Boyertown, Pennsylvania | C.1869

Photo Credit: Lisa Schaffer

Two alluring palms and a finely crafted wood interior invite a patron to a journey back in time. Pleasantly “click-clacking” on a mid-19th Century railroad, this train explores a corridor once heated by the iron forges of early America. 

Built after the American Civil War, the Colebrookedale Railroad was constructed as a freight and passenger route serving the molten hot iron ore industry housed in the eastern portion of Pennsylvania. Stretching 8.6 miles between Boyertown and Pottstown, the track passed through a region known as a steel-producing region even before the United States was born in the 1700s. Due to the rushing streams for powering their furnaces and idyllic expanse, industrial pioneers set up their ironworks  in the corridor, beginning an industrial trend that would continue over 200 years. 

As with the rest of America’s industrial economy, the railroad and the steelworks had severely declined by the 20th Century. By 2008, the railroad line had been abandoned.
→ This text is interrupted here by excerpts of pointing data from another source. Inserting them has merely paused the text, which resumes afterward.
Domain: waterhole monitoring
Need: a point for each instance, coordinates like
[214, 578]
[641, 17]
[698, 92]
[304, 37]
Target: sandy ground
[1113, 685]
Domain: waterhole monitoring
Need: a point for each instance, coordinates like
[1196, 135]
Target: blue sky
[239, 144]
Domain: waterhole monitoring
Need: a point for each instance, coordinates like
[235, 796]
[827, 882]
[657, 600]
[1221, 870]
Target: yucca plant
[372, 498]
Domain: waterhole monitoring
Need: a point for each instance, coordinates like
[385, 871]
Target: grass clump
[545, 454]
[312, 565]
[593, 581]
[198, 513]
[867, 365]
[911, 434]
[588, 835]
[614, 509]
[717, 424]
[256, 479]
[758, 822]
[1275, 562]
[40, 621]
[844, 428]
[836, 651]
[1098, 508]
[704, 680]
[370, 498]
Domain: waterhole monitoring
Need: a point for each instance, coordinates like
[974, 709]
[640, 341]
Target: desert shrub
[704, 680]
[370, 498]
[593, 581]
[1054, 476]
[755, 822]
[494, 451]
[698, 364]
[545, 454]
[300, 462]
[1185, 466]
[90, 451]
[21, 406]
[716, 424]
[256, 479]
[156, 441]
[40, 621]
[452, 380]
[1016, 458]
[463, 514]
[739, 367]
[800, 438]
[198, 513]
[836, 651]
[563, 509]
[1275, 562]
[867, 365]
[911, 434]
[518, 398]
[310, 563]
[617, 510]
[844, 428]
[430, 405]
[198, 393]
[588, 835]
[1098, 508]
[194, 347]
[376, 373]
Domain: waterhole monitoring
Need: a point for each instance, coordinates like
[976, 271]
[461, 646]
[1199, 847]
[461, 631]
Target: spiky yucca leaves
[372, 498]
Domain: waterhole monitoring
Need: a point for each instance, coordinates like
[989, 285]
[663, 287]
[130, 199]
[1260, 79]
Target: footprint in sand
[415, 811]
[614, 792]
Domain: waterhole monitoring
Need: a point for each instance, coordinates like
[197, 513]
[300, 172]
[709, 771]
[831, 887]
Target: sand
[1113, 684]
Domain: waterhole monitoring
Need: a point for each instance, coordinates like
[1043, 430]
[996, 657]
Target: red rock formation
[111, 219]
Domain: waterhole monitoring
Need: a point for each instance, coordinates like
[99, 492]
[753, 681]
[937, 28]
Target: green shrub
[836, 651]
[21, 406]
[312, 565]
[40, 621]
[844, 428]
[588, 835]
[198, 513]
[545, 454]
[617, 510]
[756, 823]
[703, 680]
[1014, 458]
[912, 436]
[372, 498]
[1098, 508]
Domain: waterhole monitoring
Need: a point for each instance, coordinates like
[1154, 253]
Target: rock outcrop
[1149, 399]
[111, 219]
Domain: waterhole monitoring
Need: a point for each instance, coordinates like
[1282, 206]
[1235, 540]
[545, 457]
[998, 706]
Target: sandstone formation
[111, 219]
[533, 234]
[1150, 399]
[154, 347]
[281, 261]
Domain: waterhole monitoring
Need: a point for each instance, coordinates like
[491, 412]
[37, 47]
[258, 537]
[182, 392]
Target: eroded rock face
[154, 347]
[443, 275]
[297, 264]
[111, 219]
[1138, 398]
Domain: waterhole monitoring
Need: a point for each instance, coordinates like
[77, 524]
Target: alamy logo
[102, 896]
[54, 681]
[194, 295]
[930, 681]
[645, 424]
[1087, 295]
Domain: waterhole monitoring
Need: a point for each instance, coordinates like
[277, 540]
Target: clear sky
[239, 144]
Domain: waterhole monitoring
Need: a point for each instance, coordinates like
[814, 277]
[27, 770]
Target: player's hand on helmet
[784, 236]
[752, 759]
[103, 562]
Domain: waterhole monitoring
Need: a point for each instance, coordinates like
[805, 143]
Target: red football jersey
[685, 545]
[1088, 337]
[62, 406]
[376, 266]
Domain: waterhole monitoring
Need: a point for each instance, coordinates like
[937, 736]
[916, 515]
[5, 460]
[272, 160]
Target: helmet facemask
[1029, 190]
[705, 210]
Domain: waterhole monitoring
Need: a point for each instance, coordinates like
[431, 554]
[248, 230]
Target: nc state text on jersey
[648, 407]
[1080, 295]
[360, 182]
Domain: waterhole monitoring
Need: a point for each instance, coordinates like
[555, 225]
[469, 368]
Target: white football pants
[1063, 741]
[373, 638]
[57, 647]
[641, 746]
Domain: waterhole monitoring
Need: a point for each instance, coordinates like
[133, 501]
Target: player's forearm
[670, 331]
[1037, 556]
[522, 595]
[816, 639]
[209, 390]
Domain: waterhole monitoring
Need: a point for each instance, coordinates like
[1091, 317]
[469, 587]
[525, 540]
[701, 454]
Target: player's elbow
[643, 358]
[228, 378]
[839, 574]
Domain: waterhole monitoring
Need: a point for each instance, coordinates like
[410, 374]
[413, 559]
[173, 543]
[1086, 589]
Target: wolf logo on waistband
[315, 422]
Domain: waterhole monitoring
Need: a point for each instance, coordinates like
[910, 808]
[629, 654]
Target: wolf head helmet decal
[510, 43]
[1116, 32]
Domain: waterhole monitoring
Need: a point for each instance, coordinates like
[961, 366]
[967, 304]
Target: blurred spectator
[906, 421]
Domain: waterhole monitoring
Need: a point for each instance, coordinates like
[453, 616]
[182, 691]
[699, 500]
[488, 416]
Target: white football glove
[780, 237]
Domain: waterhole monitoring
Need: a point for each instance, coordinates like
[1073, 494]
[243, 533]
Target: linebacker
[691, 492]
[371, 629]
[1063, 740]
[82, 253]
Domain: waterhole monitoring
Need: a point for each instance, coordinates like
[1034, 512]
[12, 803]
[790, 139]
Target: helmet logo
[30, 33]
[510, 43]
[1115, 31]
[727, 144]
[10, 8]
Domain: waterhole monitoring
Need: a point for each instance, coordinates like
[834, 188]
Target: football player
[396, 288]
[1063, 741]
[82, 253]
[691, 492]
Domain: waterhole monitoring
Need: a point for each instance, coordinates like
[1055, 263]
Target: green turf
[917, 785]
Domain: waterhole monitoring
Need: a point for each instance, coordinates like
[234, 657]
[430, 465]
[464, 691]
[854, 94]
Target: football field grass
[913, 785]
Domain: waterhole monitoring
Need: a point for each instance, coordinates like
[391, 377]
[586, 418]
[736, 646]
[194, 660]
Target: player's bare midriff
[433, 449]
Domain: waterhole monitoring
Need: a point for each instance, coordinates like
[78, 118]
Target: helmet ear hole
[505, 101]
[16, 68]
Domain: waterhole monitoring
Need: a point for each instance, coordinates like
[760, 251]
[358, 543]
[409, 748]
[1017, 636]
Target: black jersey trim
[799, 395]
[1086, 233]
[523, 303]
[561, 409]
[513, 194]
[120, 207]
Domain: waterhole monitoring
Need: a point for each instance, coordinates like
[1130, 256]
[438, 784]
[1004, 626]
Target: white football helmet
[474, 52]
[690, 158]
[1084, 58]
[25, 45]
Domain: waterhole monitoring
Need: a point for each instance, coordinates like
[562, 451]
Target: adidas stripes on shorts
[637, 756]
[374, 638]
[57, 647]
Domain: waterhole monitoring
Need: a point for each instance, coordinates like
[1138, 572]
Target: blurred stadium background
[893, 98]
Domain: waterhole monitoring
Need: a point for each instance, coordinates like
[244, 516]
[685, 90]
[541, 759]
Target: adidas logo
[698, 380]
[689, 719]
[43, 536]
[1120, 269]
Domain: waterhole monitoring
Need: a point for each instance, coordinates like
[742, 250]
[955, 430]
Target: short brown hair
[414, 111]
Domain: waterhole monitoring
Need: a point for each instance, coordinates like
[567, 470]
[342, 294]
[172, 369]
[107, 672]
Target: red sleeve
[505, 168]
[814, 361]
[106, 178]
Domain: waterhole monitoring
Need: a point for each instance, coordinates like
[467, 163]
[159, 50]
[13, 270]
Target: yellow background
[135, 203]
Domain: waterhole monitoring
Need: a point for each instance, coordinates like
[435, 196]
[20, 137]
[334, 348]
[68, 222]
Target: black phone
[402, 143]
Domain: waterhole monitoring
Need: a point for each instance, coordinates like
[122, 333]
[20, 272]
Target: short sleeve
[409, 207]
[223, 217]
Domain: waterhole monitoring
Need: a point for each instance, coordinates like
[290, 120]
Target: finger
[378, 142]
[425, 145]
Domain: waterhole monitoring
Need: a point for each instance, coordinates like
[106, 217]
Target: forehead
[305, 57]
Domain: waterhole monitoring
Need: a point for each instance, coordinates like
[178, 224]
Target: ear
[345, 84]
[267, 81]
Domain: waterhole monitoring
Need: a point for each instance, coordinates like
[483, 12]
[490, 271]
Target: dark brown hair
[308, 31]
Nathaniel Guest, a native of the area and preservationist, formed an organization to save the heritage line and repurpose it for tourism. 

In operation since 2014, the Colebrook Railroad Company now takes thousands of visitors through the “secret” valley that attracted American industrialists in historic train cars festooned with fantastic ornamentation. While heated for winter joyrides, the railroad’s carriages do not reach the temperatures of a blast furnace.